The Greek war goddess Athena is the third goddess in Classic Neutrals. The protector of cities and leader of warriors will make all your followers undamageable for the turn she is played. Given that powerful effect (your Followers can attack without taking damage in turn) a 5/4 body for 6 is pretty fair.

At the lone 7-drop slot is our last angel, the Angel Gabriel. She is a very fair card even at 3/4 for 7 because she buffs another ally for 4/3 - that's a huge buff and just enough to justify the 7-drop cost.

It is also the first time we have an angel associated with a buff effect; but it is a very angelic thing to do.

Now we come to the territory of the heavy hitters. The remaining uber-expensive cards are expected to finish the game in your favor. But will they let's check them out.

The topmost ranks of Classic Neutrals are devoid of angels, except fallen ones. Here we have an ancient god and the Lord of Hell himself.

Gilgamesh is a Sumerian hero-king who was eventually considered a god. In terms of being a finisher he's utterly simple. With storm capability, drop him into the board with his 5/4 body and immediately go to face. If you've still got an evolution point then Gilgamesh becomes a fast and scary 7/6.

The next two cards refer to the same being at different stage of his existence. Lucifer or "lightbringer" is an Angel. Reportedly the chief of angels. The Prince of Darkness is also Lucifer, now a fallen angel.

I must say Lucifer is a wonderful two-in-one angel card. The unevolved form restores four health to you at the end fo the turn. The evolved form gives four damage to your opponent. These are enhanced angel abilities previously exhibited by Healing Angel and Angelic Barrage.

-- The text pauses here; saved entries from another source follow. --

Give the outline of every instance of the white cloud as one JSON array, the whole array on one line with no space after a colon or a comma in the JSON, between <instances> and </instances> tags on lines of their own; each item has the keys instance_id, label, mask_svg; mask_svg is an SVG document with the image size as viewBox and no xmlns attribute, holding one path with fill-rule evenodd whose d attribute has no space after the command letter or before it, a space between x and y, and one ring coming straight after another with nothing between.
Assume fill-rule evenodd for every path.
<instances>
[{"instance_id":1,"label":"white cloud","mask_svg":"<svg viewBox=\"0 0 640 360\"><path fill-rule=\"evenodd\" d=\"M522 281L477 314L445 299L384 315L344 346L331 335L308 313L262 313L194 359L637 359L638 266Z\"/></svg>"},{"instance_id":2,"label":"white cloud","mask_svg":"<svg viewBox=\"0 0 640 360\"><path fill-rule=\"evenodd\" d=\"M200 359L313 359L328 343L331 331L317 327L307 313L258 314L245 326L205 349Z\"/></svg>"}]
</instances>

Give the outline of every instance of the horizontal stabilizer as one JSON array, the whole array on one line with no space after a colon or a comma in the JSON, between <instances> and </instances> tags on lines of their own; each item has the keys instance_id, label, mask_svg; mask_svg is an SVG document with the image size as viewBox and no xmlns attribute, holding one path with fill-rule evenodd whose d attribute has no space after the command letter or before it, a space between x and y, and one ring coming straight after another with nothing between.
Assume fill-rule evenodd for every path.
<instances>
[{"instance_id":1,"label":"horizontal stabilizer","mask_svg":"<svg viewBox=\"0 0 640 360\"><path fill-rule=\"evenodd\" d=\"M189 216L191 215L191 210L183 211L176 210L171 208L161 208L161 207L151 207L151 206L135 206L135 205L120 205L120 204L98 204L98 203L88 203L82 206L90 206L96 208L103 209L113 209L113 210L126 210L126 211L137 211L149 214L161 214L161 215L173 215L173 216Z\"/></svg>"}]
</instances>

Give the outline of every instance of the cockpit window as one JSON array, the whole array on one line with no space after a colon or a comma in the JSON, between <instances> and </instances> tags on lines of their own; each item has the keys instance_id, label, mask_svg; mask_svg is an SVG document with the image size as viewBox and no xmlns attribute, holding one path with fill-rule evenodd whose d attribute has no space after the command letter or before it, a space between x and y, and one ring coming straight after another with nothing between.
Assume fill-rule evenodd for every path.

This lone 10-drop is the biggest of the big guns for Classic Neutrals. At first glance Prince of Darkness seems like a bad card. Making you pay 10 for a 6/6 body. Not good even though the Fanfare cinematic of this card is a real show. But wait, there's more. This card changes your deck with an Apocalypse Deck. What exactly is that? Here's the card selection

13/13 for five! Hahahaha!

8/8 for 6 with Storm! Hahahaha!

7-point drain. Taken from an opponent of your choice and given to you.

After this spell, your enemy's health is now 1. Boom!

Considering the Apocalypse deck on the left, Prince of Darkness is a fun card with only one drawback: You give up a turn. on that turn you have the Prince at 6/6 with no Storm. You're vulnerable. After that? Unleash apocalypse!

Basic and Classic Neutrals: A Conclusion

Basic set was composed mostly of plain vanilla cards, a combo, a buff amulet and at the very end a ward angel.

With Classic Neutrals we get wards at two and three drops. We get card draw and a card shuffle effect. We get blanket spells a pinger. Unfortunately, the 6-damage blanket card provided is very hard to activate.

We also get our first acquaintance with demons and gods. The former being very reluctant allies.

We get damage and removal spells.

Lastly, we get finishers, including the standout Prince of Darkness.

Neutrals are great because they're a card toolbox useable with any deck. If your deck has a weekpoint maybe a Neutral card can cover that gap. With Classic Neutrals the selection has become quite extensive.